Relevant to this finding is as the “Hispanic Paradox” in epidemiology. The “paradox” is that, on average, Hispanics in the US and Canada have better health than would be expected given their socioeconomic status (Franzini et al. 2001; Markides and Coreil 1986). Two main explanations for this paradox have been proposed. The first is selection: under this theory successful migrants, particularly those without legal status, will tend to be relatively healthy. The border crossing is difficult, dangerous and costly, so families strategize to send the person with the best chance of success and the highest expected remittances, and those who succeed are the healthiest and most motivated of potential migrants. In addition, immigrants in poor health are more likely to return home -- the so-called “Salmon bias”. The second explanation is rooted in cultural differences.
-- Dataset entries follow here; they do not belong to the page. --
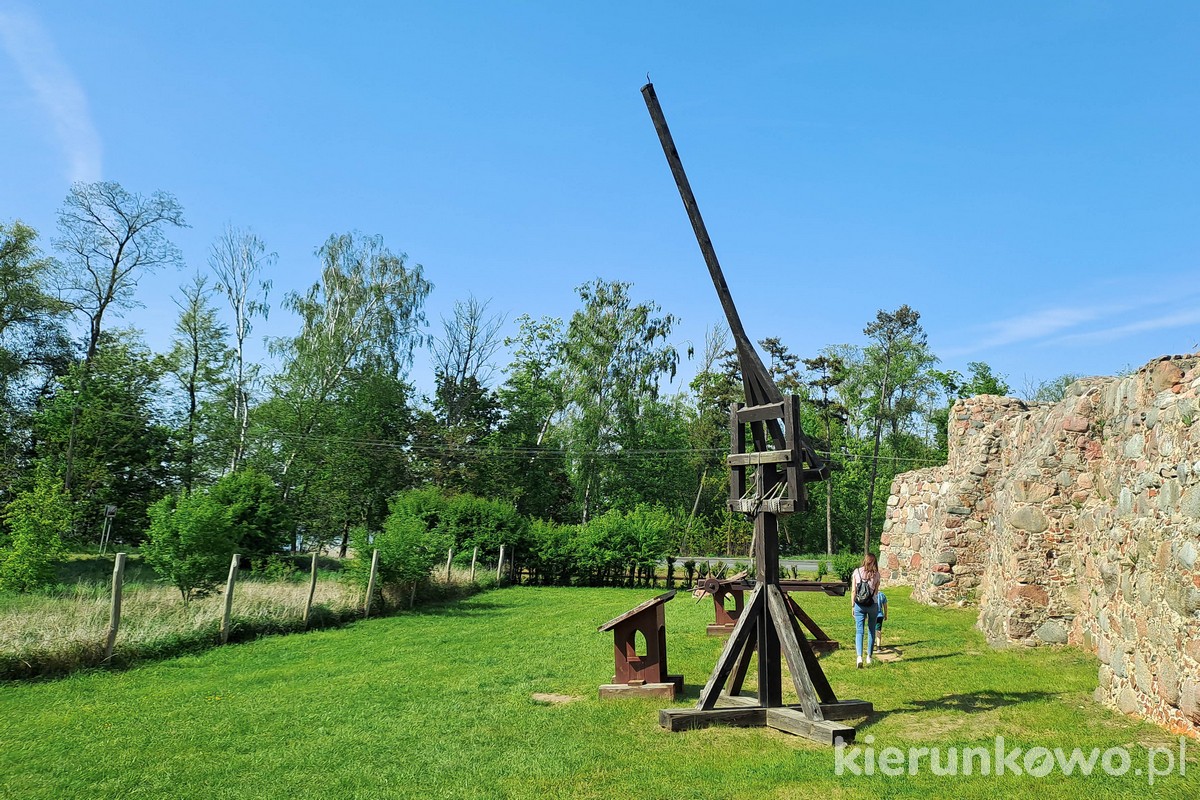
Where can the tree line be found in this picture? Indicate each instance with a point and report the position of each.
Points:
(564, 420)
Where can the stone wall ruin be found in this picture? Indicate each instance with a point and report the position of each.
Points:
(1072, 523)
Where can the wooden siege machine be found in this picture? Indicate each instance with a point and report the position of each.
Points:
(765, 482)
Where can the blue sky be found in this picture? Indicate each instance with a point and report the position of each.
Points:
(1024, 174)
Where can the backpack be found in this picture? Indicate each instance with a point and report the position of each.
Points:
(863, 594)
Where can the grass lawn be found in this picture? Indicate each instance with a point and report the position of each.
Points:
(439, 704)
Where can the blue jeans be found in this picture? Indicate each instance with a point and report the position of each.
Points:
(865, 614)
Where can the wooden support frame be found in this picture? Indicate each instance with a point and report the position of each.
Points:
(641, 673)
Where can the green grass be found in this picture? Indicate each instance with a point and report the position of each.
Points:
(438, 704)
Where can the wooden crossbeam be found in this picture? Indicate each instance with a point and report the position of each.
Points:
(753, 458)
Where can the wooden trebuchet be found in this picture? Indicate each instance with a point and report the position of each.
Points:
(769, 461)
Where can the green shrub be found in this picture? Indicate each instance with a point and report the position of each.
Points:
(487, 524)
(261, 522)
(35, 521)
(190, 541)
(408, 548)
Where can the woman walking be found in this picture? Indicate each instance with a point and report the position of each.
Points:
(864, 585)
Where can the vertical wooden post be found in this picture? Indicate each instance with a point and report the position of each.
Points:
(312, 590)
(375, 566)
(225, 619)
(114, 618)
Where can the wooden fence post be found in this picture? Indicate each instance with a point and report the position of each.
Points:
(375, 566)
(225, 619)
(312, 590)
(114, 618)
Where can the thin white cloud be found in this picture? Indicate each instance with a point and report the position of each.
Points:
(1030, 326)
(1071, 325)
(1180, 319)
(55, 89)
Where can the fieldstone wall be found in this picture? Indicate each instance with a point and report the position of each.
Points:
(1072, 523)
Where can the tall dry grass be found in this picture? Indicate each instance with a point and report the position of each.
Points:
(57, 635)
(45, 635)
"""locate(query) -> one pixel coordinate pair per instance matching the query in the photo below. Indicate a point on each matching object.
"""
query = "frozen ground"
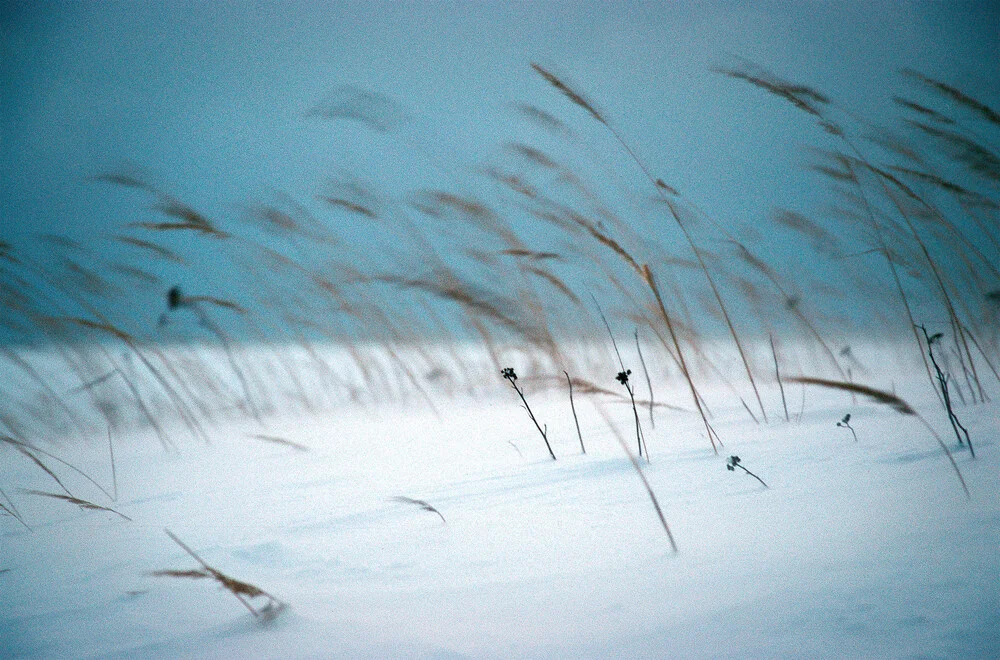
(857, 549)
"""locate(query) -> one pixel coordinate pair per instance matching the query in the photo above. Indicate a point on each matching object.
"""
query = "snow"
(856, 549)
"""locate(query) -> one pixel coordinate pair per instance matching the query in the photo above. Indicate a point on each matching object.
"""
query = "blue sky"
(211, 101)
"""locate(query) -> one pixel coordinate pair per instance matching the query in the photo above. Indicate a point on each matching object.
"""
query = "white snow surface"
(856, 549)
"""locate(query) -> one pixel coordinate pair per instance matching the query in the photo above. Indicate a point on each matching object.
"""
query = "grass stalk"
(569, 381)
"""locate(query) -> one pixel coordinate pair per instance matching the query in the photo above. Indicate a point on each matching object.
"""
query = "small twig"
(845, 423)
(114, 472)
(236, 587)
(508, 374)
(573, 408)
(777, 374)
(642, 476)
(946, 393)
(649, 383)
(734, 462)
(12, 510)
(423, 505)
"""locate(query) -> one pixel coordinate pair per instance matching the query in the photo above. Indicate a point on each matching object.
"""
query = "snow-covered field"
(856, 549)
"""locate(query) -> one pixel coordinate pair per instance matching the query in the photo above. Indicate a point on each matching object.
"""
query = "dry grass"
(243, 591)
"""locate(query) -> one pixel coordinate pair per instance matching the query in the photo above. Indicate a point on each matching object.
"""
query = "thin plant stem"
(572, 406)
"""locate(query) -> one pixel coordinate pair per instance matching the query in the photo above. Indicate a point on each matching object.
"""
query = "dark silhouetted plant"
(734, 462)
(243, 591)
(846, 424)
(509, 375)
(942, 379)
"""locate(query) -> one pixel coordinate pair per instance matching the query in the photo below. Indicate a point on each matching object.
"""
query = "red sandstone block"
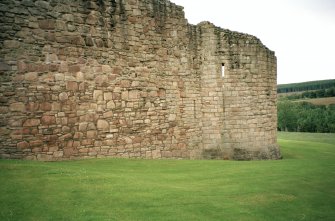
(47, 24)
(31, 122)
(23, 145)
(74, 68)
(72, 86)
(11, 44)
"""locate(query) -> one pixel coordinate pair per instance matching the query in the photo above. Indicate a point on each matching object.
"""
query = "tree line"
(305, 117)
(330, 92)
(306, 86)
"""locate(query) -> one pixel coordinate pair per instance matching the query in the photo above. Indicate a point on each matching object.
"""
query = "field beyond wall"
(299, 187)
Recent immigrants, particularly those in Hispanic enclaves, are seen to retain many cultural elements of their homeland, including diet, lifestyle and close-knit social networks. As immigrants assimilate these advantages disappear. The Hispanic Paradox only appears when socio-demographic factors are controlled – that is, Hispanics have better health than we would expect given their low education and economic status, relative to non-Hispanic whites. With respect to autism, which has a reversed socioeconomic gradient we observe that Hispanics in California have more autism than would be expected given their relatively low educational levels. However, our population was born in California and is very young at diagnosis, and so the conventional explanations for the Hispanic Paradox are unlikely to account for the bulk of the association, nor can they account for the temporal pattern we observe.
An important exception is the sample design of the ADDM group at the CDC is intended for surveillance over time. Eventually, this will be a useful data set for identifying temporal patterns.
Results available by request from authors.